Accordingly, we suggest that the weight of the evidence favors an account of hypercorrection that is largely, but not entirely, predicated on prior knowledge. How does this conclusion fit with prior data indicating that high-confidence errors also appear to direct greater attention to the correct response? For example, secondary task performance is more likely to be disrupted for high-confidence errors (Butterfield & Metcalfe, 2006), and participants’ source memory accuracy increases for high-confidence errors (Fazio & Marsh, 2009). A confidence-based account of hypercorrection suggests that the discrepancy between confidence and accuracy (e.g., high-confidence errors) increases attention to feedback, leading to higher levels of error correction. The results from the present experiments do not directly address, or argue against, an attention-based mechanism as the proximal cause of error correction. After answering a question incorrectly, participants may increase attention to feedback for items about which they have high levels of prior knowledge, thus facilitating error correction. Accordingly, participants not only may increase attention to feedback after errors accompanied by high levels of prior knowledge, but also may incorporate this new information into memory more efficiently (cf. Bransford & Johnson, 1972).

Feedback timing

Although not the primary purpose of these experiments, our data do bear on the role of feedback timing in memory performance (see Kulik & Kulik, 1988, for a review). While several theorists have held that immediate feedback may reinforce correct responses and allow errors to be corrected as quickly as possible (Pressey, 1950; Skinner, 1954), others have suggested that delayed feedback may reduce interference between feedback and an incorrect response (Kulhavy & Anderson, 1972) and serve as a spaced study opportunity (Butler, Karpicke, & Roediger, 2007; Pashler, Rohrer, Cepeda, & Carpenter, 2007). Findings regarding the superiority of one feedback timing, as compared with the other, have been mixed. In some cases, differences in performance as a function of feedback timing may be due to the setting (e.g., lab vs. classroom; Kulik & Kulik, 1988) or differences in retention interval between feedback and a final test (Metcalfe, Kornell, & Finn, 2009; Smith & Kimball, 2010).

Consistent with the broader literature, our findings regarding the timing of feedback were also mixed across the experiments reported, with immediate feedback leading to superior performance in some experiments but not others.
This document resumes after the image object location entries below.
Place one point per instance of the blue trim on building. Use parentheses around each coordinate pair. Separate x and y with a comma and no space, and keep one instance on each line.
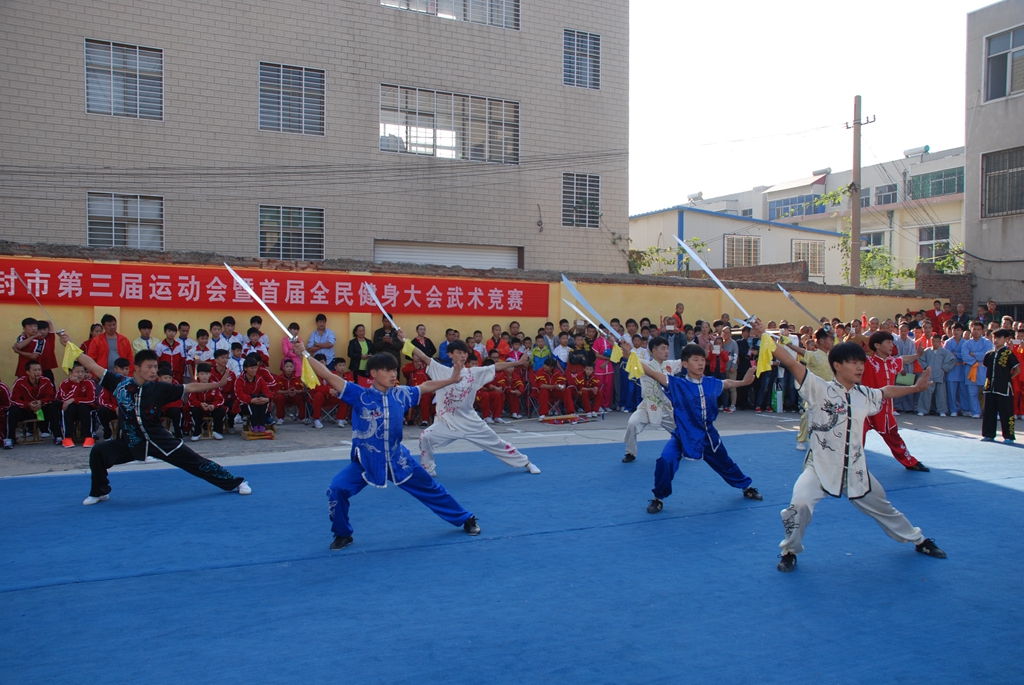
(744,219)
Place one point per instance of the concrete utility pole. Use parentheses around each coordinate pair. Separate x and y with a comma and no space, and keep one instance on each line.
(855,196)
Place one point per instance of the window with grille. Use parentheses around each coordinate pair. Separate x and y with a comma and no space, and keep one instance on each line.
(582,201)
(291,232)
(1003,178)
(1005,65)
(812,252)
(291,99)
(449,125)
(886,195)
(581,59)
(742,251)
(125,221)
(124,80)
(933,243)
(937,183)
(501,13)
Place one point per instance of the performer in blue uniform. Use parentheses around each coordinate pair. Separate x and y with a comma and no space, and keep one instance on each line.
(694,407)
(378,455)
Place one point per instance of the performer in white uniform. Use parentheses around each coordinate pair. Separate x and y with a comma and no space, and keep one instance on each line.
(655,408)
(456,419)
(836,461)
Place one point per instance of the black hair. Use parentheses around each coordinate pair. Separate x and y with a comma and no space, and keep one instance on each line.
(844,352)
(691,350)
(382,360)
(656,341)
(457,346)
(145,355)
(877,339)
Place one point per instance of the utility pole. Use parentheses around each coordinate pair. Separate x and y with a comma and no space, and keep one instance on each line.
(855,195)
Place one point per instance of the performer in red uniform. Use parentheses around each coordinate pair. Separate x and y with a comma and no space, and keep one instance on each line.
(881,371)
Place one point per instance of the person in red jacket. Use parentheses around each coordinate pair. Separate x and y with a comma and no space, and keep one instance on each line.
(31,394)
(416,374)
(550,381)
(253,395)
(589,387)
(78,397)
(290,391)
(8,442)
(111,345)
(209,402)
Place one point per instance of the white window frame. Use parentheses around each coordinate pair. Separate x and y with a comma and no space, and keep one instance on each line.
(455,126)
(581,59)
(307,241)
(579,207)
(812,252)
(272,96)
(499,13)
(127,87)
(117,220)
(749,248)
(1013,50)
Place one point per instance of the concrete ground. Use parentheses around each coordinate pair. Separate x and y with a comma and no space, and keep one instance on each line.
(296,441)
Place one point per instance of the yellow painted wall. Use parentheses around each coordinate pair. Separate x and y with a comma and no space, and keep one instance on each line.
(612,300)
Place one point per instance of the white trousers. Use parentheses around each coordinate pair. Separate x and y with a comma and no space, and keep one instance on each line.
(482,436)
(641,419)
(807,491)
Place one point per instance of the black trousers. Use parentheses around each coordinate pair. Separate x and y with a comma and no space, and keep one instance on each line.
(80,414)
(199,415)
(1004,407)
(51,414)
(111,453)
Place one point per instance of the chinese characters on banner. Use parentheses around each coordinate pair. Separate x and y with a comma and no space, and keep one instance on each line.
(173,287)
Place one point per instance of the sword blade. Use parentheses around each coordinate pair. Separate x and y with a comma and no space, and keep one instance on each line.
(696,258)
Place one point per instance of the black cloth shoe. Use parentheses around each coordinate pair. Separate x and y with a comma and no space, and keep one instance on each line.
(786,562)
(929,547)
(340,542)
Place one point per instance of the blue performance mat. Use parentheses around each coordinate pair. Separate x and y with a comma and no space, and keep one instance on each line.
(172,581)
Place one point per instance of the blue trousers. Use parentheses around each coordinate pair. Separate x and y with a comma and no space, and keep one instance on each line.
(672,454)
(349,481)
(956,394)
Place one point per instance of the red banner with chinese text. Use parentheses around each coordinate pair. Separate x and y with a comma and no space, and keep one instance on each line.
(182,287)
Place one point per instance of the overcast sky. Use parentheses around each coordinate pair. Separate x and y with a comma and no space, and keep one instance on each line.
(730,94)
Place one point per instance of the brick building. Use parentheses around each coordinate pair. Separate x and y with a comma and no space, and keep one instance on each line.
(441,131)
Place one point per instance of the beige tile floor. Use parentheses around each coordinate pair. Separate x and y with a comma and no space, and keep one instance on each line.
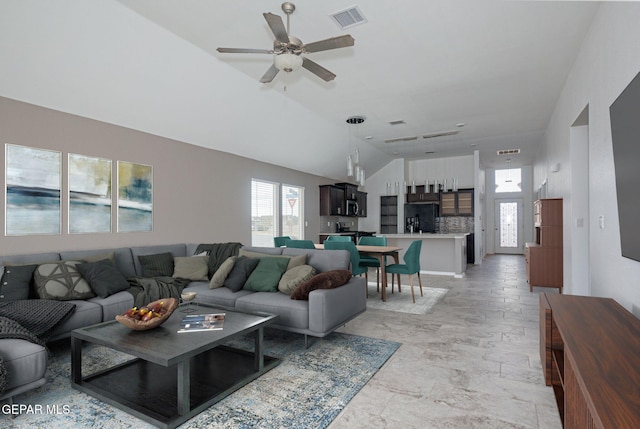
(473,361)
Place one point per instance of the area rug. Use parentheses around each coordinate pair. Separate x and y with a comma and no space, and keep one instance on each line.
(307,390)
(401,302)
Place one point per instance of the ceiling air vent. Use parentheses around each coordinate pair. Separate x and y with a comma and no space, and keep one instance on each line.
(349,17)
(509,152)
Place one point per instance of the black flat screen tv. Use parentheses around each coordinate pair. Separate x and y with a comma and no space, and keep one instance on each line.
(625,133)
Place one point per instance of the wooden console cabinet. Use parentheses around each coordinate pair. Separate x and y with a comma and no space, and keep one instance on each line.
(590,354)
(544,257)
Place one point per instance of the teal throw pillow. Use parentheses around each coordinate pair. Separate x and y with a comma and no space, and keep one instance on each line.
(267,274)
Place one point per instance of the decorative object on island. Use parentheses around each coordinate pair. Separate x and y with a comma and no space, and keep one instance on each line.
(544,257)
(148,317)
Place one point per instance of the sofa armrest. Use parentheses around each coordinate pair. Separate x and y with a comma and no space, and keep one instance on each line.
(330,308)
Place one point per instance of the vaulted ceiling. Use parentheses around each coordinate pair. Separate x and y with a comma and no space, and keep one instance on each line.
(496,66)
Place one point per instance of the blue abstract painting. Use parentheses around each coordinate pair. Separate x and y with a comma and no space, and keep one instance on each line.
(135,197)
(33,178)
(89,194)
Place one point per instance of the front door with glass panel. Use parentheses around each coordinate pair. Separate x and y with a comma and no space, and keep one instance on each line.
(509,226)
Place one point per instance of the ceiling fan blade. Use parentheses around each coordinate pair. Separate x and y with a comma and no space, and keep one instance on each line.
(317,69)
(332,43)
(244,51)
(270,74)
(277,27)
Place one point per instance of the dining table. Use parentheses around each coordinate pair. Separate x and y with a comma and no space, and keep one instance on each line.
(378,252)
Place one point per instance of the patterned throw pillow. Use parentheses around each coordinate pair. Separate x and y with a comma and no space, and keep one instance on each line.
(61,280)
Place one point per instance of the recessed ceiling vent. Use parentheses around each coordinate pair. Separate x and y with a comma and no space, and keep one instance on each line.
(349,17)
(509,152)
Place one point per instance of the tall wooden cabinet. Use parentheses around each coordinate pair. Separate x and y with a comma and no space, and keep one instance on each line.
(544,257)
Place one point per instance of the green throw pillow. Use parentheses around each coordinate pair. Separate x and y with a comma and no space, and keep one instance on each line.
(267,274)
(194,268)
(221,274)
(294,277)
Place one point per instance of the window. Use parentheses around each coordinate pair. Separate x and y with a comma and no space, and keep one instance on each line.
(275,210)
(292,211)
(508,180)
(264,206)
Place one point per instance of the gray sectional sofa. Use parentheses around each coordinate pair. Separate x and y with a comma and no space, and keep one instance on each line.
(325,311)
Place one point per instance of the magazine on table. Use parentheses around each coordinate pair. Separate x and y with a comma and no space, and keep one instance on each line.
(201,322)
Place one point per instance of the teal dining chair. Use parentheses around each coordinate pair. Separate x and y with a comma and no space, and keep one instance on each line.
(354,257)
(343,238)
(280,241)
(410,267)
(370,261)
(300,244)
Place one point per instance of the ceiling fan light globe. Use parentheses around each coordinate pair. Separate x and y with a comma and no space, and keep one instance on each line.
(288,62)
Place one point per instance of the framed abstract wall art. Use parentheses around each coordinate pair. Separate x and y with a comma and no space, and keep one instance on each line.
(135,197)
(90,196)
(32,190)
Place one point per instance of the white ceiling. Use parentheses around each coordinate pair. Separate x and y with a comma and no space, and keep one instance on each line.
(495,65)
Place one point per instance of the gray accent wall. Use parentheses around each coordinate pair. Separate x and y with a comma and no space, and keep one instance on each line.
(200,195)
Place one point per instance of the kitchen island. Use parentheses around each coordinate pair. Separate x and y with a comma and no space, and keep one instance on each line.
(444,254)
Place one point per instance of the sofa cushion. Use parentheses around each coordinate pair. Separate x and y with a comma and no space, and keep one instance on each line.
(194,268)
(294,277)
(322,260)
(156,265)
(293,314)
(103,277)
(221,274)
(61,280)
(16,282)
(267,274)
(326,280)
(25,361)
(241,271)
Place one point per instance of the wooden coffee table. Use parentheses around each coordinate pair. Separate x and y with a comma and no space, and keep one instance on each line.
(173,376)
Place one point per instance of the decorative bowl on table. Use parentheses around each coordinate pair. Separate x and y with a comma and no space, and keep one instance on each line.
(149,316)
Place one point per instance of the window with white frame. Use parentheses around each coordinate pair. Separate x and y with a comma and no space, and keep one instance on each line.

We examined these findings formally via a fixed-effects meta-analysis of the four experiments reported. Overall, the mean weighted effect size for final recognition indicated that performance was reliably poorer for delayed, relative to immediate, feedback (Hedge’s g = −0.12; 95 % CI: −0.23, −0.02). In addition, participants were also reliably less likely to correct errors following delayed, as compared with immediate, feedback (g = −0.21; 95 % CI: −0.38, −0.05). Thus, delayed feedback led to small performance decrements, relative to immediate feedback. Given the discrepancies evident in the literature, we suggest that the impact of feedback timing on retention merits additional research.

Summary and conclusions

Overall, a variety of research on the hypercorrection effect suggests that when a participant is highly confident in an error, he or she is more likely to correct that response on a later test than if he or she was not initially confident in his or her error. Our results indicate that prior knowledge of a domain may be the primary mechanism behind error correction. Although confidence may play a unique role, these data suggest that this role is minimal when compared with the role of prior knowledge. Thus, prior knowledge not only may increase attention to feedback, but also may increase the likelihood that participants can incorporate new information into memory.